While Asafa Powell and Christophe Lemaitre were here in the sunshine of the Italian capital yesterday getting ready for a shot at the comeback kid Usain Bolt in the Golden Gala IAAF Diamond League meeting in the Stadio Olimpico tonight, Dwain Chambers was in Brazil preparing for an outing on the second-class track circuit.

The British sprinter races against the clock in Rio de Janeiro in the early hours tonight rather than against Bolt in Rome because the directors of Europe's showpiece meetings have a policy barring athletes who have served two-year drug suspensions.

Still, when an exception to the voluntary code of the Euro Meetings group came to light yesterday, Chambers found Powell, the former 100m world record holder, and Lemaitre, the European 100m and 200m champion, backing his case for a return.

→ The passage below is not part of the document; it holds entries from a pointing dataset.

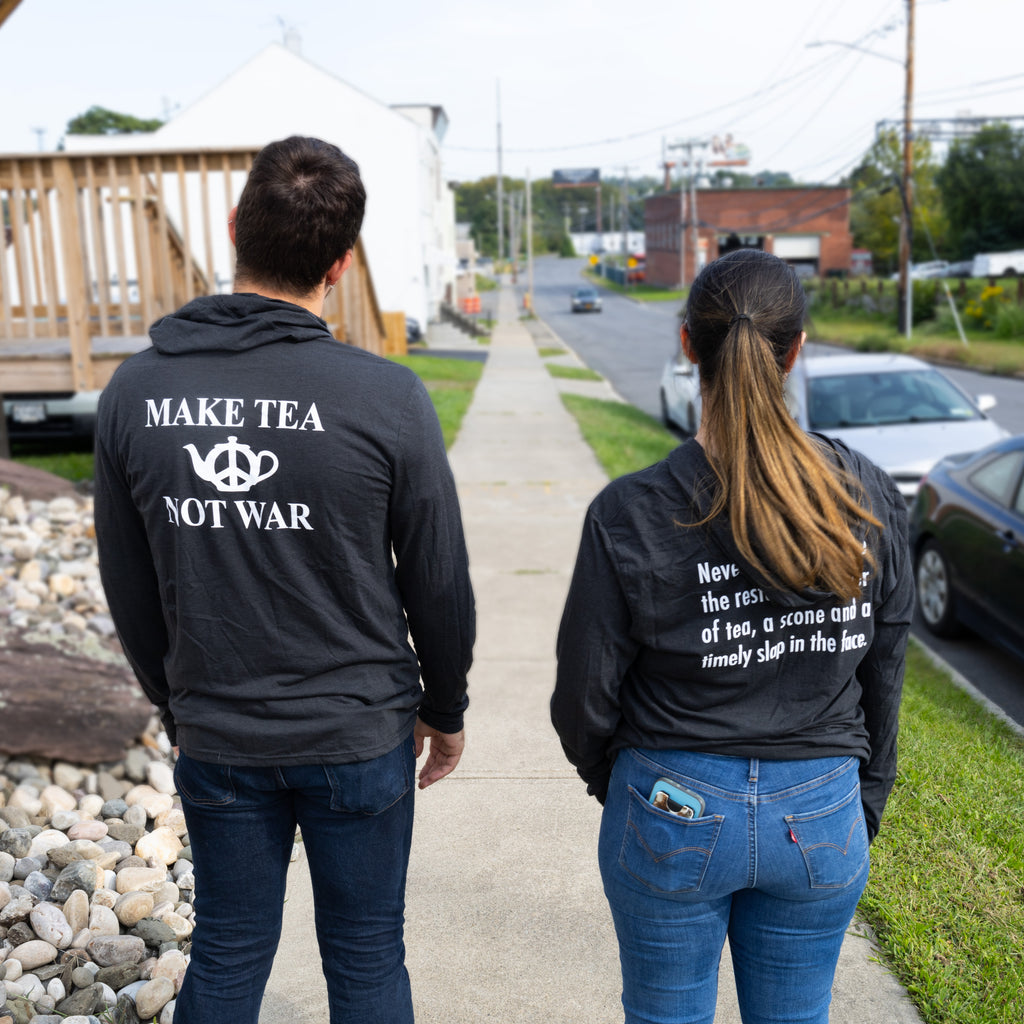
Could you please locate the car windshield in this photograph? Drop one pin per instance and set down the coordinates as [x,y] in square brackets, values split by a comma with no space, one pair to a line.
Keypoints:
[883,398]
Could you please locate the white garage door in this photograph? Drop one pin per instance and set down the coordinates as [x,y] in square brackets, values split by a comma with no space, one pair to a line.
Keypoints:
[797,246]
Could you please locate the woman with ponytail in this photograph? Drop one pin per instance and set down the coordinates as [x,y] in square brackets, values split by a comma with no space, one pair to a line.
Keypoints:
[730,660]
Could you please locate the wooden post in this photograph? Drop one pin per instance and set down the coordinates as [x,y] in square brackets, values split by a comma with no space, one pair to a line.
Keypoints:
[75,278]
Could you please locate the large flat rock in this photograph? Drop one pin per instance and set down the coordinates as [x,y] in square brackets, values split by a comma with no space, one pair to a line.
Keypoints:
[58,704]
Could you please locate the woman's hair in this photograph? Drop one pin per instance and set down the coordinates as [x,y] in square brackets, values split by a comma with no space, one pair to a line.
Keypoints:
[301,209]
[798,517]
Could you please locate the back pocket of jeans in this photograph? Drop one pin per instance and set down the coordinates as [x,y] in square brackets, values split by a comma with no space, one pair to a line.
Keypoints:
[204,783]
[834,842]
[665,852]
[372,786]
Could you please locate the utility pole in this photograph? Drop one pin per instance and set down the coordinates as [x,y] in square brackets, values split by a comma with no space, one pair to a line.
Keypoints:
[501,197]
[906,228]
[529,243]
[626,226]
[691,221]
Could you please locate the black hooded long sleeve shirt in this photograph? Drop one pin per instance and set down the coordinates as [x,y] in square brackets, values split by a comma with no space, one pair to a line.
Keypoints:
[670,640]
[275,516]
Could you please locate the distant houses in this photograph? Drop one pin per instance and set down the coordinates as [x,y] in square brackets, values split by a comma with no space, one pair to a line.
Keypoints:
[409,231]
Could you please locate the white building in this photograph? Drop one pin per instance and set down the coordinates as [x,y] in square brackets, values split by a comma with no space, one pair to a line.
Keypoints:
[409,230]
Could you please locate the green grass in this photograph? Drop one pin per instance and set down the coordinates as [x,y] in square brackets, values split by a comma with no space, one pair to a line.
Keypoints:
[946,892]
[623,438]
[573,373]
[936,339]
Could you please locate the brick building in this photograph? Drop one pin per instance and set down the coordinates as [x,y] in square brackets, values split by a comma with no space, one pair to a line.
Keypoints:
[809,227]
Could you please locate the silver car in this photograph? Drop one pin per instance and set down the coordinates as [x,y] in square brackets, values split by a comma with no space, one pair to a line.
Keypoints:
[903,414]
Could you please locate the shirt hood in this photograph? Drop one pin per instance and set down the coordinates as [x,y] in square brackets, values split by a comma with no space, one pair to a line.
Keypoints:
[235,324]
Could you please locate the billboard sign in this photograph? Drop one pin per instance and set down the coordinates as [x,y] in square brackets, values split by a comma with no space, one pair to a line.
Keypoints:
[727,153]
[576,177]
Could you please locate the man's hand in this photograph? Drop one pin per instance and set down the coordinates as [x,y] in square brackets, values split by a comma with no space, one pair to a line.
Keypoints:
[445,750]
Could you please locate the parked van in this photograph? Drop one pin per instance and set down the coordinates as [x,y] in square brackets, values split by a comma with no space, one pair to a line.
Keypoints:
[998,264]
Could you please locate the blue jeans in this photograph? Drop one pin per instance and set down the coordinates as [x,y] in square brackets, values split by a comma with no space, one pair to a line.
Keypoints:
[356,822]
[776,862]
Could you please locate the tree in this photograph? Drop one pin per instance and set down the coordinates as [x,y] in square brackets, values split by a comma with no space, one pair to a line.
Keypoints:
[877,209]
[99,121]
[982,185]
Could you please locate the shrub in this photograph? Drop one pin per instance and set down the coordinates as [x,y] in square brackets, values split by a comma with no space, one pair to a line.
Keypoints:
[983,311]
[1009,322]
[923,301]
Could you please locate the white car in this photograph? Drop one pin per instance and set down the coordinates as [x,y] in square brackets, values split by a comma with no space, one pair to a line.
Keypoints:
[903,414]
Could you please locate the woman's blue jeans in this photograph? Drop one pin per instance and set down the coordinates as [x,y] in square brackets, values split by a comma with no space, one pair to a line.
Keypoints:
[776,862]
[356,822]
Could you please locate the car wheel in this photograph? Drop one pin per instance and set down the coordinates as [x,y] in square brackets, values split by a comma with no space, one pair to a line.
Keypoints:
[666,418]
[935,592]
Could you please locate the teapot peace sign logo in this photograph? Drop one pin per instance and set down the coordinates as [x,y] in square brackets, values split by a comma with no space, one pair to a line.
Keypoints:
[231,467]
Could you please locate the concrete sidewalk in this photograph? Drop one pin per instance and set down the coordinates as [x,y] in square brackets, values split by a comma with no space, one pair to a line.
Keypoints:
[506,918]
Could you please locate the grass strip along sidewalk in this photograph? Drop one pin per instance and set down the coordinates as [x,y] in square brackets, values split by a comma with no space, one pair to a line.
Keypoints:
[946,892]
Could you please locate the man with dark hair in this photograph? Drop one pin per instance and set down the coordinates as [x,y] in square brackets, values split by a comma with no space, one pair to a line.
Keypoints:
[275,516]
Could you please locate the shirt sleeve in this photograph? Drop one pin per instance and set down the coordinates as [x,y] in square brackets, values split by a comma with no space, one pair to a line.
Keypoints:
[881,673]
[129,578]
[432,564]
[594,650]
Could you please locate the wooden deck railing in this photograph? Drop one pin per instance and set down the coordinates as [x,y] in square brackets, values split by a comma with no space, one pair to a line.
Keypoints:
[95,247]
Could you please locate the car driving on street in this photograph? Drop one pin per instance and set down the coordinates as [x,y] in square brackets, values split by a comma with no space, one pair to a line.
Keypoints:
[586,300]
[900,412]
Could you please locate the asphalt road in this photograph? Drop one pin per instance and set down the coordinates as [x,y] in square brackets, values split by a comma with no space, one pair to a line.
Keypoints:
[629,343]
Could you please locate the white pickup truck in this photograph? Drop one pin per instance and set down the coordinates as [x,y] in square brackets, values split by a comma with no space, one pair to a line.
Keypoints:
[998,264]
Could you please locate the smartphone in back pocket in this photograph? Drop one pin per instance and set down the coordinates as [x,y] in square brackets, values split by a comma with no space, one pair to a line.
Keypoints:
[670,797]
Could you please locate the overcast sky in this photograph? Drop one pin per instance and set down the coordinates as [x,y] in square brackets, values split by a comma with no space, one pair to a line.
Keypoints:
[584,83]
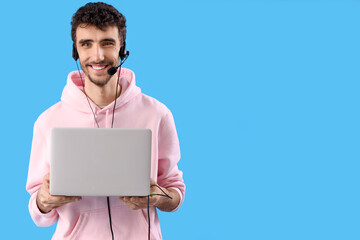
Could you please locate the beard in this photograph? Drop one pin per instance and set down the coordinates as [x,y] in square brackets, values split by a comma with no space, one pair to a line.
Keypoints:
[99,81]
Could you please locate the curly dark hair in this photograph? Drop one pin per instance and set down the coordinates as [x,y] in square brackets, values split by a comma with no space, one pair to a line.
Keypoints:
[100,15]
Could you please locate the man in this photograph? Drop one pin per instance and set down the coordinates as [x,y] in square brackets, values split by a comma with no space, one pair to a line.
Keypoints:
[98,33]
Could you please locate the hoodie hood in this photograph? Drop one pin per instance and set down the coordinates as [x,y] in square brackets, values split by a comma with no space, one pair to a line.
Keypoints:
[74,96]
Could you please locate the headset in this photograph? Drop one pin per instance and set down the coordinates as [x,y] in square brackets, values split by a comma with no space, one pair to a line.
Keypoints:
[123,53]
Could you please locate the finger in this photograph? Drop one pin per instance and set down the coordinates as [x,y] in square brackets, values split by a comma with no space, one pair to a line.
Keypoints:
[46,178]
[132,206]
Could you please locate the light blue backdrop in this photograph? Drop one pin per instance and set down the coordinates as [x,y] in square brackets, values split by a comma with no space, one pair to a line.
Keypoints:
[265,96]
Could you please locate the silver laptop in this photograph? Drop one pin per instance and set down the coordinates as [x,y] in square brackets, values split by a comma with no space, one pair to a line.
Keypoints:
[100,162]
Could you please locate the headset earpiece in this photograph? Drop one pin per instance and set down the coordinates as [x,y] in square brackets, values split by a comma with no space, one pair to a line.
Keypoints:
[75,53]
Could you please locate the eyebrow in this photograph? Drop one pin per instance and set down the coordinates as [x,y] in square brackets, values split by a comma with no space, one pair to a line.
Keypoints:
[103,40]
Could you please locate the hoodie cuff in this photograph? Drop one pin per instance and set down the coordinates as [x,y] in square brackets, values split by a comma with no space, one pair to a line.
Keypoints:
[181,199]
[41,219]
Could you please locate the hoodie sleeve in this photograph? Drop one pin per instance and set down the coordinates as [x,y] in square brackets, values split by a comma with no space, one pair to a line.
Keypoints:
[38,168]
[169,175]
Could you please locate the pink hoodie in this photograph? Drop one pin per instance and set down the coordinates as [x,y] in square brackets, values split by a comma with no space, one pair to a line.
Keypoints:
[88,218]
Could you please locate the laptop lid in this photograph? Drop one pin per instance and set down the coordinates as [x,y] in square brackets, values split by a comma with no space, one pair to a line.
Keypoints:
[100,162]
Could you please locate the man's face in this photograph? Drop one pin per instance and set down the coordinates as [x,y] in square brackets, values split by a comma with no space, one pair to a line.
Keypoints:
[98,51]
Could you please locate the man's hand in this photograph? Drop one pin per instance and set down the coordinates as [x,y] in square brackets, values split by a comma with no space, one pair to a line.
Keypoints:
[162,202]
[47,202]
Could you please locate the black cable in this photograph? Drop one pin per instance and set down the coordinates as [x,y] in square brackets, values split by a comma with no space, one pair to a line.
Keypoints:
[121,63]
[108,200]
[112,233]
[87,98]
[149,217]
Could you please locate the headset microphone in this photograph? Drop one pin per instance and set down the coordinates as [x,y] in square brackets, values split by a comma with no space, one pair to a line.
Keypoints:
[112,70]
[123,54]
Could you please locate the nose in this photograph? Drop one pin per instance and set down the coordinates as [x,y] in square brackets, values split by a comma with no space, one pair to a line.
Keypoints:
[98,54]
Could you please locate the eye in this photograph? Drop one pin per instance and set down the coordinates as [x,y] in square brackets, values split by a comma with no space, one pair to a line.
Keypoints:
[108,43]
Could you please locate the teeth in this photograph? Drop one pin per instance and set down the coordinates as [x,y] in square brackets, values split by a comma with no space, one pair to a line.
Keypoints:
[98,68]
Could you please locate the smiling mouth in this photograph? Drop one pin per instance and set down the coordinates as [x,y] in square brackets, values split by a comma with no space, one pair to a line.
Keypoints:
[98,67]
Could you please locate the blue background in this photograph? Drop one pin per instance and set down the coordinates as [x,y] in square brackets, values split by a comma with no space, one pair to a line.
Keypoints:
[265,96]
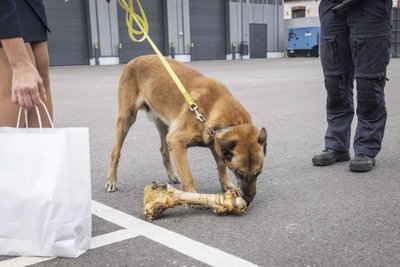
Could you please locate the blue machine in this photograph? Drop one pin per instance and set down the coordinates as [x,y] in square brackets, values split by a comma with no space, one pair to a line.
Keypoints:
[303,42]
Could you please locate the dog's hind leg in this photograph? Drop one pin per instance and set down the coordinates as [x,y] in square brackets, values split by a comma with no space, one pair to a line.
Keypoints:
[226,183]
[163,131]
[125,119]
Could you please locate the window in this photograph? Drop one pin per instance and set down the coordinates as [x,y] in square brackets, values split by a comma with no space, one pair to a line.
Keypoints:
[298,12]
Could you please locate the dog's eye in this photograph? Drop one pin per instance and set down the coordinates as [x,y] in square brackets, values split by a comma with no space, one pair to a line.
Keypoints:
[239,174]
[228,155]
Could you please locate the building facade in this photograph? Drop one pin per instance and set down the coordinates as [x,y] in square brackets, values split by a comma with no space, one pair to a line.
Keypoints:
[94,31]
[300,8]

Steve Mullings, who leads the world rankings at 100m with a time of 9.89sec, has been named as one of Bolt's opponents in the 100m at the Golden Spike, a Euro Meetings event, in the Czech Republic next Tuesday. In 2004, he tested positive for excessive levels of testosterone and was banned for two years by the International Association of Athletics Federations.

Chambers, who clocked 10.01sec in Sao Paulo last weekend, tested positive for a cocktail of outlawed substances in 2003 and was also banned for two years. After serving his suspension, he ran in a Euro Meetings production in 2006, the British Grand Prix, but then found himself barred from the continent's premier one-day events two years later.

Powell, a training partner of Mullings, told The Independent: "I think from day one Dwain's thing was a bit too harsh – to come back and not be able to compete in the European meets. I was saying, 'What's the sense of that?'

"Dwain was a popular person at the time. He had been on the European circuit competing for years. Steve was in college and no one really knew who he was. There wasn't a big story about it. I think the meet directors in Europe took Dwain's case a bit more seriously because he was competing in their meets. I think they took it very hard that he wasn't competing fairly."

Lemaitre, the French sprinter who beat Chambers to the 100m title at the European Championships in Barcelona last summer, said that he would be happy to see the 32-year-old Londoner competing on the Euro Meetings circuit. "Anyone who has been found guilty of doping made a mistake and they paid a price with their suspension," he said. "If they have changed their behaviour and have good intentions, then I have no problem running against them."

The unwritten Euro Meetings rule has been flouted before. Indeed, Mullings raced in the Golden Gala here in 2009 and also in the Weltkasse in Zurich that summer. Maurren Maggi, the Olympic long jump champion from Brazil, and Vania Stambolova, the Bulgarian who won the European 400m title in 2006, have also been allowed to compete in Euro Meetings events. Both have served two-year drugs bans.

At the time Laurent Boquillet, director of the Paris event, pledged to break with his Euro Meetings colleagues and invite Chambers to his meeting this year. "Everything goes on Dwain because he wrote a book and was honest about what he did," Boquillet said. "The IAAF has a rule which says two years' suspension. Why add a different penalty? Why punish one man?"